Image Challenge

SAFE: Image Edit Detection and Localization Challenge 2025

Hosted by: UL Research Institutes — Digital Safety Research Institute (DSRI)
Co-located with the SynRDinBAS: Synthetic Realities and Data in Biometric Analysis and Security Workshop @ WACV 2026

Detecting partially-synthetic images containing subtle manipulations.

View Challenge Results

Overview

The SAFE: Image Edit Detection and Localization Challenge 2025 focuses on bridging the research gap in detecting partially synthetic images.
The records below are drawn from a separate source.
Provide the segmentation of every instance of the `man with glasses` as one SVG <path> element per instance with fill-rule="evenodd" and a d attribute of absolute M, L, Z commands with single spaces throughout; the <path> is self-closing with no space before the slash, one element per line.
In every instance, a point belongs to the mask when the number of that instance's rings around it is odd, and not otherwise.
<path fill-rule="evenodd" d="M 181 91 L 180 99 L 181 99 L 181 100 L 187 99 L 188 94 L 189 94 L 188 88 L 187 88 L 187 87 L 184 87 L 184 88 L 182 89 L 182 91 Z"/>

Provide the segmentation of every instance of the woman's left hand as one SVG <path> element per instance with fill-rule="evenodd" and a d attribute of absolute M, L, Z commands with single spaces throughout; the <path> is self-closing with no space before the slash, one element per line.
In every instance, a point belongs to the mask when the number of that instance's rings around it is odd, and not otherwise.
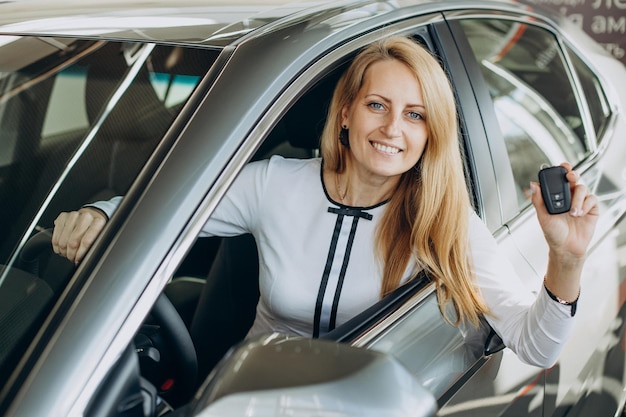
<path fill-rule="evenodd" d="M 569 163 L 563 163 L 561 166 L 567 170 L 566 178 L 572 194 L 570 211 L 557 215 L 549 214 L 538 183 L 531 183 L 532 203 L 551 254 L 561 259 L 582 261 L 600 214 L 598 200 L 595 195 L 589 194 L 584 184 L 578 183 L 580 175 L 572 170 Z"/>

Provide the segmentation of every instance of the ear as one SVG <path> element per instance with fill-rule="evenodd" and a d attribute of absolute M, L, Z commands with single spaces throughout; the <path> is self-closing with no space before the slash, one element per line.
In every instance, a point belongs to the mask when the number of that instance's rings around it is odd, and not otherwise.
<path fill-rule="evenodd" d="M 348 114 L 350 113 L 350 108 L 348 106 L 344 106 L 341 109 L 341 126 L 350 127 L 348 122 Z"/>

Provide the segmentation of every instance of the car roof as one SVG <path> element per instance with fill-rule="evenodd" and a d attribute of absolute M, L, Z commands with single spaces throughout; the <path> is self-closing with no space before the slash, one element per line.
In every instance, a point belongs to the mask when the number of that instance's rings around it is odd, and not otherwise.
<path fill-rule="evenodd" d="M 0 2 L 0 33 L 219 46 L 224 39 L 236 41 L 277 20 L 330 3 L 345 4 L 329 0 L 20 0 Z"/>
<path fill-rule="evenodd" d="M 21 0 L 0 4 L 0 33 L 202 43 L 229 26 L 241 36 L 281 18 L 288 13 L 280 9 L 284 3 L 61 0 L 44 5 L 38 0 Z M 253 18 L 257 15 L 259 18 Z M 241 22 L 248 23 L 247 27 Z"/>
<path fill-rule="evenodd" d="M 511 7 L 515 2 L 458 0 L 8 0 L 0 1 L 0 35 L 62 36 L 225 46 L 269 25 L 330 21 L 345 25 L 405 6 L 424 11 Z M 515 6 L 514 6 L 515 7 Z M 354 13 L 350 13 L 350 12 Z"/>

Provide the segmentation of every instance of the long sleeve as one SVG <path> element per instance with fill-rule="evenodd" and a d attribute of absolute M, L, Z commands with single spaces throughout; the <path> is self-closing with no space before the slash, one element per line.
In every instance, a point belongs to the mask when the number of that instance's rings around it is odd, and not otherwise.
<path fill-rule="evenodd" d="M 202 228 L 200 236 L 236 236 L 252 232 L 257 224 L 256 215 L 260 210 L 269 170 L 269 160 L 246 165 Z M 85 207 L 95 207 L 111 218 L 122 198 L 116 196 Z"/>
<path fill-rule="evenodd" d="M 202 228 L 201 236 L 254 234 L 271 170 L 272 159 L 246 165 Z"/>
<path fill-rule="evenodd" d="M 550 299 L 543 286 L 536 295 L 529 292 L 482 221 L 473 212 L 470 216 L 477 285 L 490 309 L 487 321 L 521 360 L 552 366 L 573 330 L 569 306 Z"/>
<path fill-rule="evenodd" d="M 96 201 L 95 203 L 87 204 L 85 207 L 95 207 L 106 214 L 106 216 L 110 219 L 115 210 L 117 210 L 117 206 L 120 205 L 121 201 L 122 196 L 116 196 L 110 200 Z"/>

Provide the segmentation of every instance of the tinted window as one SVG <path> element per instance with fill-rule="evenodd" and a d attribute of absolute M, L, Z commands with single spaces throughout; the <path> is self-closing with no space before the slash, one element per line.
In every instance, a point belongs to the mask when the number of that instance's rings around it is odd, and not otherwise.
<path fill-rule="evenodd" d="M 61 210 L 123 194 L 216 56 L 134 43 L 7 40 L 0 47 L 0 222 L 9 233 L 0 263 L 51 190 L 39 228 L 51 227 Z"/>
<path fill-rule="evenodd" d="M 508 20 L 461 22 L 493 99 L 520 209 L 542 164 L 589 154 L 572 77 L 554 35 Z"/>
<path fill-rule="evenodd" d="M 125 194 L 218 53 L 0 37 L 0 375 L 72 272 L 18 260 L 25 240 L 61 211 Z"/>

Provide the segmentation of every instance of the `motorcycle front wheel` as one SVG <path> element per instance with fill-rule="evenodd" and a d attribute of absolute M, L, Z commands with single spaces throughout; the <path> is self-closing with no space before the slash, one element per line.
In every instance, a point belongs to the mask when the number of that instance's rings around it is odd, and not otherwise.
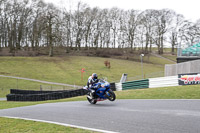
<path fill-rule="evenodd" d="M 112 90 L 108 90 L 105 95 L 110 101 L 115 101 L 116 99 L 116 95 Z"/>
Participants will compete to create the best-performing synthetic image detectors as measured on novel, private datasets.
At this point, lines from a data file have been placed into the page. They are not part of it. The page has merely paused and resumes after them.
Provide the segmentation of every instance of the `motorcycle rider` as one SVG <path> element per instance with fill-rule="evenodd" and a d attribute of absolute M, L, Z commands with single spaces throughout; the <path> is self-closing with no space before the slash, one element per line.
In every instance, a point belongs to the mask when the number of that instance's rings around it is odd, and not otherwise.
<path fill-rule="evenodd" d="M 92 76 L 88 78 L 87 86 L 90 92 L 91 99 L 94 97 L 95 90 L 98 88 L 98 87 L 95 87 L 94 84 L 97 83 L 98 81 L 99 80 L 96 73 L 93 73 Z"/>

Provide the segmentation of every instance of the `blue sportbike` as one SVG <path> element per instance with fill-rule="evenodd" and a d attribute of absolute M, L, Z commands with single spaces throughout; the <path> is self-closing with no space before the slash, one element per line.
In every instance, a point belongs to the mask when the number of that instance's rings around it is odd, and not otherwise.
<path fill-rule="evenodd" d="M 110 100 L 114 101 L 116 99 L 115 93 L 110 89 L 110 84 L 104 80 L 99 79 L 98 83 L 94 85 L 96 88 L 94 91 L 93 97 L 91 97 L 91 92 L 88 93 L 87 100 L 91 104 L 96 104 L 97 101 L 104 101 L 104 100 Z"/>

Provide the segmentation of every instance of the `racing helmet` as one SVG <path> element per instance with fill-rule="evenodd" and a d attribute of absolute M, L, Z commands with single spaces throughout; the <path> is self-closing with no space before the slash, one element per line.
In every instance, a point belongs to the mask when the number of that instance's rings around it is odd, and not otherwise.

Localized changes – such as subtle face edits, background inpainting, or object insertions/removals– are harder to detect and more likely to deceive viewers than fully synthetic content.

Target tasks include:

  • Detection of images generated by state-of-the-art generative models (image/text-to-image, diffusion, etc.)
  • Detection & localization of object additions and removals
  • Identification of inpainted or altered regions
  • Image classification: authentic vs. partially synthetic vs. fully synthetic

By anchoring the challenge in subtle manipulations, we aim to drive innovation in detection methods that move beyond binary detection toward fine-grained reasoning about where and how an image was altered.

Ready to participate?

Register your team to get started. The principal investigator fills out the registration form -- organizers manually approve and issue your access token.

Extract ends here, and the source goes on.